# Selphy CP910 print 4:3 photos no loss of image



## Red Squirrel (Feb 3, 2015)

Hi all,

Apologies if I'm asking a question that has already been asked. I did try searching the forums but I couldn't find anything useful.

I got a Canon Selphy CP910 for Christmas and I love the print quality compared with our All-In-One. I'm struggling with one thing though.

My digital camera takes photos at 4:3 ratio rather than 3:2, which is just how I like it. However let's say that I want to print a portrait 4:3 photo on the Selphy. Ideally, I want the whole image slightly smaller with an extra white bar along the top and bottom to compensate for the lack of data in those areas. (When you print using Snapfish, they call this TrueDigital.) Instead it lines up the top and bottom of the image with the perforations, and crops the sides.
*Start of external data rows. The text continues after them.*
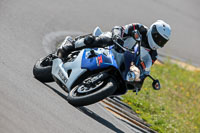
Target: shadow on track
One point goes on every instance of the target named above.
(89, 113)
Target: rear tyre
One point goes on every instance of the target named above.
(86, 95)
(42, 69)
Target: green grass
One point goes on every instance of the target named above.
(174, 108)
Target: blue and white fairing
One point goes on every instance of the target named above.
(104, 58)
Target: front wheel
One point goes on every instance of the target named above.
(42, 69)
(88, 93)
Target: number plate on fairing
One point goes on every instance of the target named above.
(62, 76)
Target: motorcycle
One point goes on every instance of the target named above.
(92, 74)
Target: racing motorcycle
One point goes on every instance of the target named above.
(92, 74)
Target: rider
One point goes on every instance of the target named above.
(153, 38)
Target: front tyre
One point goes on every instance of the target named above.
(42, 69)
(82, 94)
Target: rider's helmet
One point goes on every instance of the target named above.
(158, 34)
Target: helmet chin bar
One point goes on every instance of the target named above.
(158, 34)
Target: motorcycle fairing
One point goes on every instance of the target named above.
(104, 58)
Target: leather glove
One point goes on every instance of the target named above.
(118, 39)
(134, 69)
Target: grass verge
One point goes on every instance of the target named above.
(174, 108)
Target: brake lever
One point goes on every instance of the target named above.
(123, 48)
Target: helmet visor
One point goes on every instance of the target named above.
(158, 39)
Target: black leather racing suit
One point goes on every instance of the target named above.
(127, 30)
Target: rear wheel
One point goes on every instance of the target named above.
(42, 69)
(92, 90)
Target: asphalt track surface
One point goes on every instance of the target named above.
(27, 105)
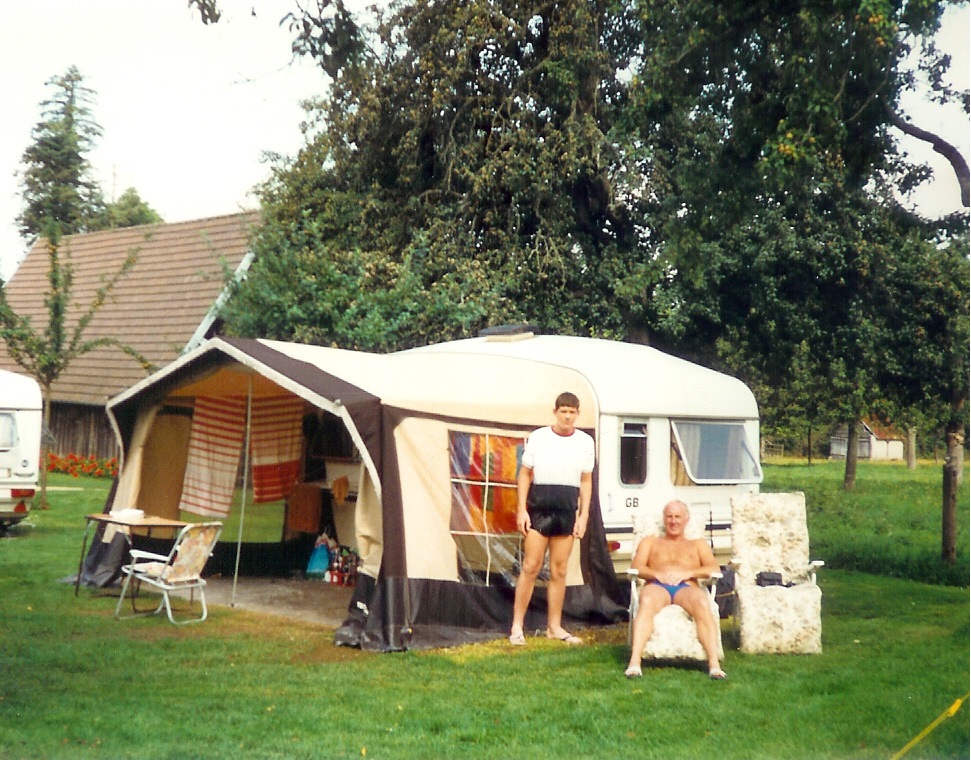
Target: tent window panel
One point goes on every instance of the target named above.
(8, 430)
(483, 469)
(715, 452)
(633, 453)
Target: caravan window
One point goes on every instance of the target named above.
(8, 430)
(713, 452)
(633, 453)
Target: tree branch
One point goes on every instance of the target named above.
(940, 145)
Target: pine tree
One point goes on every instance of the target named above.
(57, 182)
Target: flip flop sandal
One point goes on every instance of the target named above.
(567, 638)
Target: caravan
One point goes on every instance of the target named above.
(665, 429)
(411, 458)
(20, 431)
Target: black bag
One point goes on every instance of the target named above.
(769, 579)
(725, 594)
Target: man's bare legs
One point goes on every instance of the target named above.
(560, 548)
(695, 602)
(534, 551)
(653, 599)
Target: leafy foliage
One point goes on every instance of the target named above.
(469, 172)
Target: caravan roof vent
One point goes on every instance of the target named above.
(507, 333)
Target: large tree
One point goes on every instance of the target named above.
(46, 351)
(466, 172)
(772, 124)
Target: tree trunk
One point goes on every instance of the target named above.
(852, 445)
(45, 448)
(953, 464)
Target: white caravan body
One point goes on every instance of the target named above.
(20, 432)
(665, 429)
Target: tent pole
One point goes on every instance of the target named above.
(242, 502)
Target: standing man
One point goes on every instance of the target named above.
(672, 564)
(554, 487)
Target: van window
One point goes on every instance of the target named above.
(483, 473)
(8, 430)
(633, 453)
(713, 452)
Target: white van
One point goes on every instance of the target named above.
(665, 429)
(21, 420)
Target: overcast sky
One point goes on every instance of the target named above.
(187, 110)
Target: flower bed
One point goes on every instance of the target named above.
(75, 465)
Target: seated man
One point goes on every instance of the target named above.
(671, 565)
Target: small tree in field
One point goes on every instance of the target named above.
(46, 353)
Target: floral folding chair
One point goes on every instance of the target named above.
(779, 602)
(180, 570)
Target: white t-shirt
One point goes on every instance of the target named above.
(558, 459)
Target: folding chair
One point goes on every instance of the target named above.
(779, 603)
(180, 570)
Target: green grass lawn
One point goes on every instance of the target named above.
(76, 683)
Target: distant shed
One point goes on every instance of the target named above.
(874, 442)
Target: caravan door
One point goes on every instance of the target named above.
(20, 431)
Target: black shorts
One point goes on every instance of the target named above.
(552, 522)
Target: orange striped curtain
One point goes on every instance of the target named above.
(276, 439)
(215, 443)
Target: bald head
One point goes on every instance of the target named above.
(676, 517)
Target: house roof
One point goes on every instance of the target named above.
(162, 306)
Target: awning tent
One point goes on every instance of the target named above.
(429, 576)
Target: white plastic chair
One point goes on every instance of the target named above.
(180, 570)
(769, 535)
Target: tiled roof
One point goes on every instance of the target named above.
(156, 308)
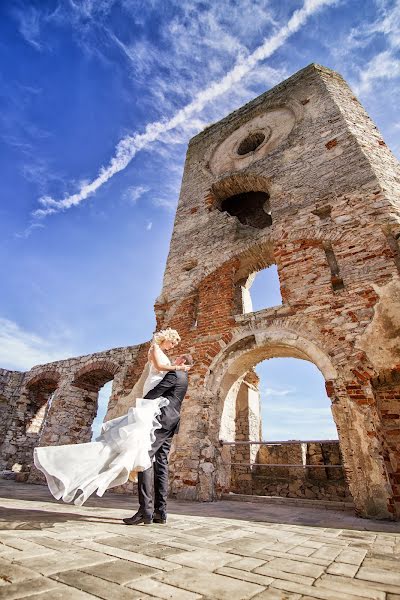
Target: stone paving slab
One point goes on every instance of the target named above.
(53, 551)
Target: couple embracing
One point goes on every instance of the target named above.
(136, 443)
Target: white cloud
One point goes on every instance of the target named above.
(21, 350)
(133, 193)
(29, 25)
(384, 65)
(128, 147)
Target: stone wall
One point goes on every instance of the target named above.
(57, 403)
(292, 482)
(299, 177)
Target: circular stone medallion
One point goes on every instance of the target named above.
(253, 140)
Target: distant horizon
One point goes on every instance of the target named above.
(99, 101)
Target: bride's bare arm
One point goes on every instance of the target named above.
(157, 358)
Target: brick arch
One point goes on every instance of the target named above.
(49, 375)
(94, 375)
(238, 183)
(249, 348)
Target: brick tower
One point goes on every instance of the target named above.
(301, 178)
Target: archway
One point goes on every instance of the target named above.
(246, 466)
(358, 437)
(285, 442)
(75, 404)
(34, 403)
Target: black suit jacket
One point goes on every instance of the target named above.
(173, 387)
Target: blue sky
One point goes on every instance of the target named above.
(98, 101)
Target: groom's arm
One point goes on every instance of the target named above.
(165, 384)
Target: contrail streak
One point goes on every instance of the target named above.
(128, 147)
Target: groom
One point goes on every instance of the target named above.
(173, 387)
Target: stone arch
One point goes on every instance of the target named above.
(234, 185)
(251, 347)
(361, 449)
(94, 375)
(40, 390)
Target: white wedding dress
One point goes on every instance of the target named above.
(123, 446)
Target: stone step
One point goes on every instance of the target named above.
(329, 504)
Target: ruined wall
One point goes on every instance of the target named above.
(301, 178)
(329, 227)
(292, 482)
(57, 403)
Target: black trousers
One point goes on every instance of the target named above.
(155, 479)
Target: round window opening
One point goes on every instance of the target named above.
(250, 143)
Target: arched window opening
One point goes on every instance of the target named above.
(41, 394)
(95, 381)
(102, 406)
(258, 291)
(283, 406)
(265, 289)
(250, 208)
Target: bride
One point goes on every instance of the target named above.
(123, 445)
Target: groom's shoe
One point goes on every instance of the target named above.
(137, 519)
(160, 518)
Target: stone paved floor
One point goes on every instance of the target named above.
(222, 551)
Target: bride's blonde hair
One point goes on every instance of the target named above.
(171, 335)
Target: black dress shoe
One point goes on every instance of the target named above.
(160, 518)
(137, 519)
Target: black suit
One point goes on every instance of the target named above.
(173, 387)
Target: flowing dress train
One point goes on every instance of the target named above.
(123, 446)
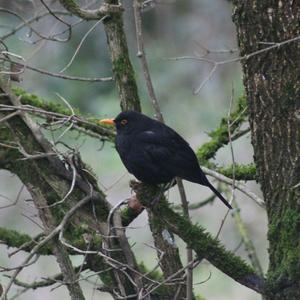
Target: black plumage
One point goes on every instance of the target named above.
(154, 153)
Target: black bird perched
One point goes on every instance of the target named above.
(154, 153)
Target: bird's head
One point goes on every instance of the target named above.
(128, 122)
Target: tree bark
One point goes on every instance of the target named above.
(272, 82)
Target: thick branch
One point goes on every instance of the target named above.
(90, 14)
(200, 241)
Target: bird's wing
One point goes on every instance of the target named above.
(170, 150)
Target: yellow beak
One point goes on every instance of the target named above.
(107, 121)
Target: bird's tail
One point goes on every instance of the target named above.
(220, 196)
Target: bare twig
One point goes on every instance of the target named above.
(80, 44)
(141, 54)
(216, 64)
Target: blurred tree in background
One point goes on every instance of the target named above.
(74, 227)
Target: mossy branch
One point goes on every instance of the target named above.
(90, 14)
(220, 138)
(199, 240)
(89, 124)
(15, 239)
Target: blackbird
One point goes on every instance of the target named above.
(154, 153)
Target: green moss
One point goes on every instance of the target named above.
(219, 136)
(242, 172)
(15, 239)
(50, 106)
(283, 235)
(196, 237)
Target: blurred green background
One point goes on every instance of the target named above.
(171, 29)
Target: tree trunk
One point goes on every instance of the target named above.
(272, 82)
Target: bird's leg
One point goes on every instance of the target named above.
(170, 184)
(163, 188)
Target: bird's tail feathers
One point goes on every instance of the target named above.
(217, 193)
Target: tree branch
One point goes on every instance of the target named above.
(200, 241)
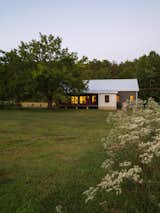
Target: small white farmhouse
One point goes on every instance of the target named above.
(106, 94)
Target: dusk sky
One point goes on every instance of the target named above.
(116, 30)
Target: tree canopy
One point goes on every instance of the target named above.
(43, 70)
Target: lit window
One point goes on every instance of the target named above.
(93, 99)
(74, 99)
(118, 98)
(106, 98)
(82, 99)
(131, 98)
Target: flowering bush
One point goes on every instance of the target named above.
(132, 180)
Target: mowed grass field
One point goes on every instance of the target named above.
(49, 158)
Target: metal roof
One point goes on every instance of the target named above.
(112, 85)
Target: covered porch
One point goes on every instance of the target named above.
(81, 101)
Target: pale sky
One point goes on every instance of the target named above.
(116, 30)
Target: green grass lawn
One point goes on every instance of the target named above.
(49, 158)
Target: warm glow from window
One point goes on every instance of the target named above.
(118, 98)
(82, 99)
(93, 99)
(74, 99)
(106, 98)
(131, 98)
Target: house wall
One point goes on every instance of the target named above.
(112, 104)
(126, 96)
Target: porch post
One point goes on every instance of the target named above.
(136, 97)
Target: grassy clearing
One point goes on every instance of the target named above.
(49, 158)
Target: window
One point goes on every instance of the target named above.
(93, 99)
(74, 99)
(82, 99)
(118, 98)
(106, 98)
(131, 98)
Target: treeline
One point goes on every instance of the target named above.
(41, 70)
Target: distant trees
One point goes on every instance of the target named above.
(40, 68)
(43, 70)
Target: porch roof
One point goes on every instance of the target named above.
(112, 85)
(101, 91)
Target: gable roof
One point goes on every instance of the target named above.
(112, 85)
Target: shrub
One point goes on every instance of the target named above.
(132, 180)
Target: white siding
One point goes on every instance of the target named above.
(112, 104)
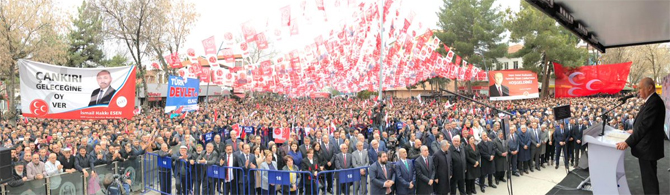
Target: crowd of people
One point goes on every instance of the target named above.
(402, 146)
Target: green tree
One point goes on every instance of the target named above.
(85, 38)
(473, 29)
(544, 41)
(29, 29)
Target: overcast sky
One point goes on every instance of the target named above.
(219, 16)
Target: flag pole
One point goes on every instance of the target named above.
(210, 74)
(381, 60)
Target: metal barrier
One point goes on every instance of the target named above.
(157, 173)
(164, 175)
(38, 186)
(132, 168)
(97, 184)
(340, 181)
(66, 183)
(225, 180)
Fair enough, I can understand that it doesn't have the settings to choose what I want. So I tried to fool it by importing the photo into a 6"x4" frame in PhotoShop Elements, and saving it as a 3:2 photo with white bars top and bottom and the full image showing at the sides. This works with my All-In-One, but I went to print it on the Selphy, and... it ignored my editing entirely. It printed it exactly as it would have done had I not bothered editing it - cropped the sides and pretended that my white bars weren't there. It printed the top and bottom right up to the perforations. Weird eh?

Has anyone got any ideas of how I can get it to print the whole image?

Thanks in advance!


----------



## neuroanatomist (Feb 3, 2015)

Odd. I have a CP900 and I adjust aspect ratios or print at specific sizes (e.g. passport photos) as you did, by putting the image(s) in a 4x6" canvas in PS, and it works fine. 

I'd suspect a driver issue of some sort. FWIW, I copy the images onto a spare SD card and pop it in the printer's slot.


----------



## Mt Spokane Photography (Feb 3, 2015)

You should be able to set margins in your software. They might be set to borderless. Make sure the driver is not set to borderless.


----------



## Red Squirrel (Feb 3, 2015)

I forgot to say I'm using a MacBook Pro running OSX Mavericks. Sorry.

Yes, I did select borderless, because I wanted the biggest print that I could have, as the image was already going to be smaller than it wanted to print. Maybe that's the problem. I haven't had the same trouble with a border.

No margins settings. The only options I get are postcard borderless or postcard.

The printer came with a CD with the Mac driver on it, but it was so out of date that it wouldn't even install. I had to download it off the web-site. That driver is still the most up-to-date. It was only a few weeks ago. I could reinstall it though.

I haven't really played with the printer's settings. I kind of thought that they would be less detailed than the computer's, but I'm wondering now! I suppose if it still misbehaves using an SD card then it isn't the driver. I'll have a play when I next get time.

Thank you to you both, your time and suggestions are very much appreciated.


----------



## neuroanatomist (Feb 4, 2015)

I'm also a Mac user (MBP and MBA), wireless printing didn't work straight off, nor did USB via cable. Tried drivers from Apple and Canon. I use it maybe once every couple of months, so I just defaulted to the SD card. That was a couple of OS X versions back, I may give WiFi a try again at some point.


----------